Posted later 2/17/19
For this week’s segment on the brain, I would like to briefly discuss a possible cause of dementia. I am not a neuroscience whiz, nor even a particularly brainy guy, but I love to read literature about the brain and how Alzheimer’s harms it, so I can try to understand the complexities of the condition. (Using my wee brain to try to understand the brain itself= quintessential irony) I suppose my studying mainly helps me empathize with patients and with scientists who dedicate their lives trying to solve this deadly mystery.
This week I was listening to an amazing Audible book called When the Air Hits Your Brain: Tales from Neurosurgery by Frank T. Vertosick Jr.. The good doctor referred to a case in which a patient hurt parts of the brain called arachnoid mater and subarachnoid spaces. Technically this isn’t a “part” of the brain as much as it is a part of the space between the brain and the skull. It is filled with cerebrospinal fluid and acts as a cushion layer for the brain. The usefulness of this space is both interesting and over my head from a science standpoint, pardon the pun. This region is one space in the brain that includes some tools that help manage, remove or fix amyloid plaques and tau tangles (commonly believed as markers/causes of Alzheimer’s disease) that try to form in the healthy brain. The brain tries to heal itself and it is so unsuccessful in the Alzheimer’s brain that it actually harms the cells in the organ.
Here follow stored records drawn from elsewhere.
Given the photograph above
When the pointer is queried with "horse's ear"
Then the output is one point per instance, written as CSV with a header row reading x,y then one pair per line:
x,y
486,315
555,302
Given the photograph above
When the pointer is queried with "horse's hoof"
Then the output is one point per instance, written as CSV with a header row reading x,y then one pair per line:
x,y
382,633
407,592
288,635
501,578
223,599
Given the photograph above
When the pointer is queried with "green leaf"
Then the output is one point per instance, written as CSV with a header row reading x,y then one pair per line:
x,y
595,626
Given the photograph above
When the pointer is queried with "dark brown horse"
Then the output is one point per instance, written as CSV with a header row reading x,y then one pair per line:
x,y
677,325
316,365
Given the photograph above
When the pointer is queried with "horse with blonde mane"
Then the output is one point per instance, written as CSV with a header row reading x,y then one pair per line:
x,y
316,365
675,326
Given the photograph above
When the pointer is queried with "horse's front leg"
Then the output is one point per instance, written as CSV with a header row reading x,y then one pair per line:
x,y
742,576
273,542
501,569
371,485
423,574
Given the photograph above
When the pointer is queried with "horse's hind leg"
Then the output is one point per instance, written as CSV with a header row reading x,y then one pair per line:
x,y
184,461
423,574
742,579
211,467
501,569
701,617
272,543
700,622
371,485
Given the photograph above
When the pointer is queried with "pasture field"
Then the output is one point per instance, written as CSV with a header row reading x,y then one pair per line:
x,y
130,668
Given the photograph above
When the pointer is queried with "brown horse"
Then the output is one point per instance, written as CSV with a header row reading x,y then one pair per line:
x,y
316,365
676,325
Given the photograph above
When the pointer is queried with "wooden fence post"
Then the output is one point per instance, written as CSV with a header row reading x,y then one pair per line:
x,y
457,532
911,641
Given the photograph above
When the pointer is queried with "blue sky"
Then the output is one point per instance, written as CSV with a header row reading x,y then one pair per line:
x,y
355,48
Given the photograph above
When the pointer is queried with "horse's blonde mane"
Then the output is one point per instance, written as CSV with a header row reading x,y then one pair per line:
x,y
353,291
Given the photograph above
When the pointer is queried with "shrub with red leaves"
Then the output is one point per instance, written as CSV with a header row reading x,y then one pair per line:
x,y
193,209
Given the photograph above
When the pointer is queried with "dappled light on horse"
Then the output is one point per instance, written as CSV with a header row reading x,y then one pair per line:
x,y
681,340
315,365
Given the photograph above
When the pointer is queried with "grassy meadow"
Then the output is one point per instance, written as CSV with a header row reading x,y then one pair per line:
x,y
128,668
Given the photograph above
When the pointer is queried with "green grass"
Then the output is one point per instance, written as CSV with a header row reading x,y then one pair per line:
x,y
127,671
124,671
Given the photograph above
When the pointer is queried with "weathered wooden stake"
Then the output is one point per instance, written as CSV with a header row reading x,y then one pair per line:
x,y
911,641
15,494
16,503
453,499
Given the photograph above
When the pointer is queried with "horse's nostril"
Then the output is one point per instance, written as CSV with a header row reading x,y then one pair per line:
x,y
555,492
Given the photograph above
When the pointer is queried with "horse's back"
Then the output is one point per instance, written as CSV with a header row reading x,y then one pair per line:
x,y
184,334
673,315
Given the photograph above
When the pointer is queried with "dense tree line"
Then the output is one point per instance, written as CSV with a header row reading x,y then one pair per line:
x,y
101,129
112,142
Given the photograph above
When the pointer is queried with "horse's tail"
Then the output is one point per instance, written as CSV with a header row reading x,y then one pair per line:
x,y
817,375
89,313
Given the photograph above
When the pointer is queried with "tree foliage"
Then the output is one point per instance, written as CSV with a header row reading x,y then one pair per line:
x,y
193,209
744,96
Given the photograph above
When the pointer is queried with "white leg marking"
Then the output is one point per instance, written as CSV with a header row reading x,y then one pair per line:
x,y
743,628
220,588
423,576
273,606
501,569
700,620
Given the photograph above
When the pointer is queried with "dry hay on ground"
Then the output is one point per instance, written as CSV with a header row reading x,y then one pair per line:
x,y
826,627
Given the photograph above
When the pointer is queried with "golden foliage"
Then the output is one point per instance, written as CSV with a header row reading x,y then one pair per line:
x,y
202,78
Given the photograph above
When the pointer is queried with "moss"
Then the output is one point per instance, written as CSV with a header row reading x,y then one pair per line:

What my simple mind found interesting: Arachnoid and subarachnoid include same root as spiders since they are somewhat web-like in appearance. To my simple mind, it adds a bonus “meaning” the old adage “Blow the cobwebs out” which means to do something that clears your mind and makes you sharper and more mentally alert. Some research has been performed in trying to improve the circulation and efficiency of this part of the central nervous system. Making the brain’s clearance system work better at clearing out waste/harmful substances may lead to treatments in the future. Maybe playing brain games, exercising more, drinking more water and eating a brain-healthy diet will create this “cobweb-blowing” result and help make us more resistant to the disease? Hmmm.
There is so much to read and so little time. Until a cure or treatment is found, all we can do is pray, study, empathize with the medical community and love on our relatives that are stuck in this terrible disease.